Once, people probably couldn’t imagine a future where slavery was made illegal, or laughed at giving every adult in society a vote. One day we will look back on the way we have treated nonhuman animals with a similar sense of disbelief. When we try to imagine a world with animal rights, it turns out not to be so difficult after all. The concepts, technologies, and mechanisms needed are already in place, we just need to be brave enough to use them.

STEVE COOKE: Let’s picture what our societies might look like if animals were granted rights against being killed, made to suffer or exploited for human gain. When activists argue for animal rights, they ask us to imagine a different world. First, we need to understand how our lives are shaped by animals’ lack of rights.

The range of uses we put animals to is enormous – going far beyond food, labour and clothing. We use gelatin to treat paper, from loo-roll to watercolour paper. Tallow finds its way into our banknotes, animal hair gives structure to suits and milk protein is found in condoms and any number of tablets. Beeswax and shellac (manufactured by crushing countless lac beetles) are used to make sweets shiny and treat wood. We even use waste from animal carcasses as biofuel. Many religious and national festivals involve consuming meat or wearing costumes made from animal parts. Animal products are everywhere. We kill billions of animals to make them every year.

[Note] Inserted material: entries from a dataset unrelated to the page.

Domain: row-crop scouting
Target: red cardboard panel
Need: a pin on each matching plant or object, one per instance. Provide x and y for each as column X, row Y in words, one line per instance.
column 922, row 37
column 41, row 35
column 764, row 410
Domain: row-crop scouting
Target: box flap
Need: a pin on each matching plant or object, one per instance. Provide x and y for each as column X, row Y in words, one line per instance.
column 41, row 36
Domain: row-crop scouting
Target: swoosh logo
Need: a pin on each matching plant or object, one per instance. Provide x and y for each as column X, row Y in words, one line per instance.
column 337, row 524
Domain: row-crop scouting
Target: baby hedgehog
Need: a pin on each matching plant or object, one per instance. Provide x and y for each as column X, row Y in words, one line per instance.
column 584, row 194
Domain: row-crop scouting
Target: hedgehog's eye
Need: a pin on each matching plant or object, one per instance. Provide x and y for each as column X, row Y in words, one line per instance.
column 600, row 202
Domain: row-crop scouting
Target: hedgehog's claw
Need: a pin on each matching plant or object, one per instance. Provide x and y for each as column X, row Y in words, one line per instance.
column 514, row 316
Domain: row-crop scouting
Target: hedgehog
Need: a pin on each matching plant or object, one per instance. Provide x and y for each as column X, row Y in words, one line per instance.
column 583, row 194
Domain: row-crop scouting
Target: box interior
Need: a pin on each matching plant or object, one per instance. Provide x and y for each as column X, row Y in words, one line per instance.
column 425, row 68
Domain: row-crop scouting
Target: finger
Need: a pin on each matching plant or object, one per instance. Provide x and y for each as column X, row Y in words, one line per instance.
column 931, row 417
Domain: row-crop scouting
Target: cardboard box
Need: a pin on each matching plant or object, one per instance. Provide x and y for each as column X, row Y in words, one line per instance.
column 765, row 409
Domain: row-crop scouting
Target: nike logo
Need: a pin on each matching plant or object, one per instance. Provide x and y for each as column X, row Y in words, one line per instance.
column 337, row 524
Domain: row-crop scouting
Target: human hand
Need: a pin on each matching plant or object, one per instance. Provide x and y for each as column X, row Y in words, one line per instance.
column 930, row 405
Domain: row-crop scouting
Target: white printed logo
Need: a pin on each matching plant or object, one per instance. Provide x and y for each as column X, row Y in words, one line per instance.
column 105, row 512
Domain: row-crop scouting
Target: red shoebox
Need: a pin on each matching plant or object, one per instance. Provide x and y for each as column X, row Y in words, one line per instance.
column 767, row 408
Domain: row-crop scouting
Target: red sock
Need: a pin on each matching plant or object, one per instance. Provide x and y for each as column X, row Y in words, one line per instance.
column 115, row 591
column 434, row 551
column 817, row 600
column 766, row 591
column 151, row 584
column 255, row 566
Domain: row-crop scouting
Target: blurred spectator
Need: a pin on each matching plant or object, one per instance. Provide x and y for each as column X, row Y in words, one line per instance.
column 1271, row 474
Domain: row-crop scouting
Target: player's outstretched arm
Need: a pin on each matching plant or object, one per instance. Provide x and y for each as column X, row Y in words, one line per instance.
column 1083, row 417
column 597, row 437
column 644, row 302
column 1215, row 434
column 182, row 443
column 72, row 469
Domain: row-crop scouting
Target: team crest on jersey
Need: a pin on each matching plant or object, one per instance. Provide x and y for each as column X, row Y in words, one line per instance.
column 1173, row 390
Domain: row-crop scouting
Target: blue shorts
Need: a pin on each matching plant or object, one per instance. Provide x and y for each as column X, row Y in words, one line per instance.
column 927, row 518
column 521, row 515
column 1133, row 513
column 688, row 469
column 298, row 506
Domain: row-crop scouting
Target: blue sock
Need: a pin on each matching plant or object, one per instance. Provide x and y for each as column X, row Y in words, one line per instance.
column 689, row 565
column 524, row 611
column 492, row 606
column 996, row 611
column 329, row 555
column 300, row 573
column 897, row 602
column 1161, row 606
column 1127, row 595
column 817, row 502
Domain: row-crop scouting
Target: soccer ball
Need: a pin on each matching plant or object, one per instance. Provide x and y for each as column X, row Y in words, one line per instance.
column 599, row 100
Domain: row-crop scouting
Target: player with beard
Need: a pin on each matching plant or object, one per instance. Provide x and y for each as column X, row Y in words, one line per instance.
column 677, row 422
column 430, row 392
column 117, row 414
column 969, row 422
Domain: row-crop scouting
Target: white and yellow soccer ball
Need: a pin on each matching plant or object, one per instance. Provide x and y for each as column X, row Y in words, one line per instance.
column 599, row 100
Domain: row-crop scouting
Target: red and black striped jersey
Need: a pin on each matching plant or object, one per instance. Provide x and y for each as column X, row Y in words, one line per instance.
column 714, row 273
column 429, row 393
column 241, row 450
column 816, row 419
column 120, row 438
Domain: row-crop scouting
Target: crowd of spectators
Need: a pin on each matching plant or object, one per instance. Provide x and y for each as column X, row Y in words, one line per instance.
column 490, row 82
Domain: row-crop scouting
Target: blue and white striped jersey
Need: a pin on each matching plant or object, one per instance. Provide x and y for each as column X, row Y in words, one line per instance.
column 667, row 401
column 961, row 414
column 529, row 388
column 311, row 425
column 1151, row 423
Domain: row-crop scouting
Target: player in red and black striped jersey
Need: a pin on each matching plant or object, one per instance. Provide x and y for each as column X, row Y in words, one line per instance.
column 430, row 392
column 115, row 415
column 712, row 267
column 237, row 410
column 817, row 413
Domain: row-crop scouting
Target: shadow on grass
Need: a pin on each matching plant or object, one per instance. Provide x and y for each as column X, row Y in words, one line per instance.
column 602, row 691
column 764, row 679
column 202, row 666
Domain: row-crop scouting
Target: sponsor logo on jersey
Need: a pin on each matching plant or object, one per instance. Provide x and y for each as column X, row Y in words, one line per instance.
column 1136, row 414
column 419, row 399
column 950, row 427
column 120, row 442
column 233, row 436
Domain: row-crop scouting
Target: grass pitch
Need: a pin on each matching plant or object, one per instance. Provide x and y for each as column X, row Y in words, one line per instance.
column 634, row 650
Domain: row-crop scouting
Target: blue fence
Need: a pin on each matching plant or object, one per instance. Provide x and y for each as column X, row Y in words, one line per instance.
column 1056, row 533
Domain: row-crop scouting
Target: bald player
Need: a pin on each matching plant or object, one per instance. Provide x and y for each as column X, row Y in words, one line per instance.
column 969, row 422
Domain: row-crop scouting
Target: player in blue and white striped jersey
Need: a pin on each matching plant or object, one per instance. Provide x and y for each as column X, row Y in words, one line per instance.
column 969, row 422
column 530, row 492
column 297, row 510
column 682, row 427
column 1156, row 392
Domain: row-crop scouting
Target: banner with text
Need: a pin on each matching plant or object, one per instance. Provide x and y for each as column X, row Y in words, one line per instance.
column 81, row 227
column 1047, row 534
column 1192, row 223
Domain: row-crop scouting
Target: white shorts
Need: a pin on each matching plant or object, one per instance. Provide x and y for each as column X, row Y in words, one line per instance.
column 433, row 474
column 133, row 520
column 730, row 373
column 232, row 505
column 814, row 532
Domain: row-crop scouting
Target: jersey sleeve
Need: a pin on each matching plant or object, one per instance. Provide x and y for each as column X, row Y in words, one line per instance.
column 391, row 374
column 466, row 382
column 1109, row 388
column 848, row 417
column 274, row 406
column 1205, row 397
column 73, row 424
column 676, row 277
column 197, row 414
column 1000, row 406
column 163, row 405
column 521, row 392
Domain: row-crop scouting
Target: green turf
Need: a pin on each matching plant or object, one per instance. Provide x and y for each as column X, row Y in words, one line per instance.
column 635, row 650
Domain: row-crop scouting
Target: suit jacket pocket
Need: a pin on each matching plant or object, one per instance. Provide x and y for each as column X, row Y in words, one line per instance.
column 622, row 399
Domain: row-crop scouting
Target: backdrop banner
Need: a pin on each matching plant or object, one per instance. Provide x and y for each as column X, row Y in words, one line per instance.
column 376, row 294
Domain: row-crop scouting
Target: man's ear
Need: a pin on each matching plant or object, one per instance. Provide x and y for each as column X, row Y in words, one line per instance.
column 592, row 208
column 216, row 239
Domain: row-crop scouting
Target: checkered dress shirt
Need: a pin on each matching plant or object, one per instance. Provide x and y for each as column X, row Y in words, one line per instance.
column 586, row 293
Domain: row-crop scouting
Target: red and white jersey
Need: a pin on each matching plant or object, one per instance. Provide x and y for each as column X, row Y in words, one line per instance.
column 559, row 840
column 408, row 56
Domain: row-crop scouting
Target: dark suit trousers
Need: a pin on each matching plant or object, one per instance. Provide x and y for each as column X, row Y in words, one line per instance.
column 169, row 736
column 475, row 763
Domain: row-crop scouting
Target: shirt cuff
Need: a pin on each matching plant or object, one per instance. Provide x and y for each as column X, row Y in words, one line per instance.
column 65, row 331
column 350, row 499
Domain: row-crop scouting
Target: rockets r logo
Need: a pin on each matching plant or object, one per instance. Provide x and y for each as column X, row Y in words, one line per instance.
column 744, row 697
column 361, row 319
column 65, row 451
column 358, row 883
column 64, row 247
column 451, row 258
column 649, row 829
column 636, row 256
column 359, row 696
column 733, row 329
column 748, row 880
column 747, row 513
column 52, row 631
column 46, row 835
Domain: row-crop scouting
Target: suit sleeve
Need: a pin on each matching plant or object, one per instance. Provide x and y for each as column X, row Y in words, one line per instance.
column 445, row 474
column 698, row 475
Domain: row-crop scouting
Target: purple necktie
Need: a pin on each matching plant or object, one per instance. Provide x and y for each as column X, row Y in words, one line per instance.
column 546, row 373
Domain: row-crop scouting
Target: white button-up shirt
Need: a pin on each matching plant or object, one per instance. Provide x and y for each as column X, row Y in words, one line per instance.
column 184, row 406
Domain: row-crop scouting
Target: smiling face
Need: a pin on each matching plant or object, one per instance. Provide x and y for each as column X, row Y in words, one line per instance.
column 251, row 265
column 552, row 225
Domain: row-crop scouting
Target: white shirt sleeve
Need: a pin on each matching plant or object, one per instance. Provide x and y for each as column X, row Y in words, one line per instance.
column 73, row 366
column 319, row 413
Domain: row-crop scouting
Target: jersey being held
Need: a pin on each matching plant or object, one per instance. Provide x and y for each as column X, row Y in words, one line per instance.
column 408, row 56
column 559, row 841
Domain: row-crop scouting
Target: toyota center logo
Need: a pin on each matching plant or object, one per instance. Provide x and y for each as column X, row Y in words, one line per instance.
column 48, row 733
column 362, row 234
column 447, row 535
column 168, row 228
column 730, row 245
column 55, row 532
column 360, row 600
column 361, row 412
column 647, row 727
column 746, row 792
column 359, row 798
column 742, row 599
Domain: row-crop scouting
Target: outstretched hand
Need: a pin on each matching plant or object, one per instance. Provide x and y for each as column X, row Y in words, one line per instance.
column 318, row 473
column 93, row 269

A call for animal rights is a call to forbid most of these uses in law. It is also a call to reconfigure our relationships with animals. Imagining such possibilities can be difficult. What’s the point, we may wonder, of even considering the ethics of a future we can barely imagine?…

Although granting animals rights would dramatically change how we manufacture products, many of us may not even notice. Not only are vegan alternatives available for most animal products, but advances in technology make the use of animals possible without killing them or making them suffer. It is already possible to grow meat, eggs, milk, and leather in a lab without harming animals. In the future, scientific advances will probably make widescale production possible.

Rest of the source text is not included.